The Appellate Court first addressed the ripeness of this action. Ripeness is “primarily bottomed on the recognition that judicial decision-making is best conducted in the context of an actual set of facts so that the issues will be framed with sufficient definiteness to enable the court to make a decree finally disposing of the controversy.” However, the Court continued, the issues here are ripe where the Guidance Document provided a generally applicable threshold of significance and there is sufficient public interest in the matter, citing California Building Industry Assn. v.
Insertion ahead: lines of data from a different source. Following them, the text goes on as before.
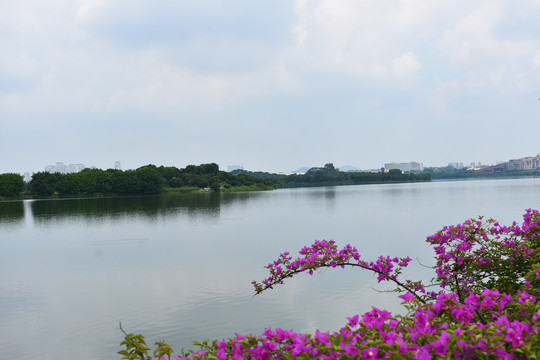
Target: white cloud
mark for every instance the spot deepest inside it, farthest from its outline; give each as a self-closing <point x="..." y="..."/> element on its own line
<point x="536" y="58"/>
<point x="406" y="64"/>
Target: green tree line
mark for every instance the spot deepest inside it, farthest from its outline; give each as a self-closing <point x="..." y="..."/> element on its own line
<point x="148" y="179"/>
<point x="329" y="175"/>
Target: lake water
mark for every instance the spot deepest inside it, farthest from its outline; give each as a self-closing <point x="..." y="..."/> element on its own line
<point x="179" y="267"/>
Bay Area Air Quality Management District (2016) 2 Cal.App.5th 1067. The ultimate analysis of ripeness, the Court quoted, is “both the fitness of the issues for judicial decision and the hardship to the parties of withholding court consideration.”
The Court then turned to the CEQA arguments. The Court concluded that the Guidance Document is a threshold of significance. CEQA Guidelines section 15064.7 defines a threshold of significance as “an identifiable, quantitative, qualitative or performance level of a particular environmental effect, non-compliance with which means the effect will normally be determined to be significant by the agency and compliance with which means the effect normally will be determined to be less than significant.” The Court found that the Guidance Document provided a “recognized and recommended” efficiency metric for determining significance of GHG emissions, and therefore was a threshold of significance for the purposes of CEQA.
The Court then held that a threshold of significance for general use (as opposed to a project-specific threshold) is subject to CEQA public adoption guidelines, per Save Cuyama Valley v. County of Santa Barbara (2013) 213 Cal.App.4th 1059. The County conceded that the Guidance Document was not formally adopted through a public review process. Thus, the County violated the CEQA requirement that a threshold of significance be adopted “by ordinance, resolution, rule or regulation, and [be] developed through a public review process,” as mandated by CEQA Guidelines section 15064.7.
Further, the Court held, the County failed to provide substantial evidence to support its recommendations in the Guidance Document. Specifically, the County “reli[ed] on statewide data without evidence supporting its relationships to countywide [GHG] reductions.” This approach was legally flawed under the principles set forth in Center for Biological Diversity v. California Department of Fish and Wildlife (2015) 62 Cal.4th 204. The County failed to address why using the statewide data that did not specifically address the County was appropriate for the County and also failed to account for variations in different types of development.
Finally, the Court held that the County’s adoption of the threshold of significance in advance of its required Climate Action Plan (CAP) constituted improper “piecemealing [of] environmental regulations” in violation of CEQA. The County argued that development of a CAP and thresholds of significance were proceeding in compliance with the schedule established in the writ issued after the Court’s prior decision in Sierra Club, and the Guidance Document therefore did not violate that decision. However, the Court concluded that its earlier decision treated the CAP and thresholds of significance as a single CEQA project and required completion of the CAP prior to the adoption of the thresholds. Considering this, the Court held the County’s 2016 adoption of the Guidance Document was improper piecemealing.
For these reasons, the Court affirmed the trial court’s holding.
A document that provides a threshold of significance is required to undergo CEQA review.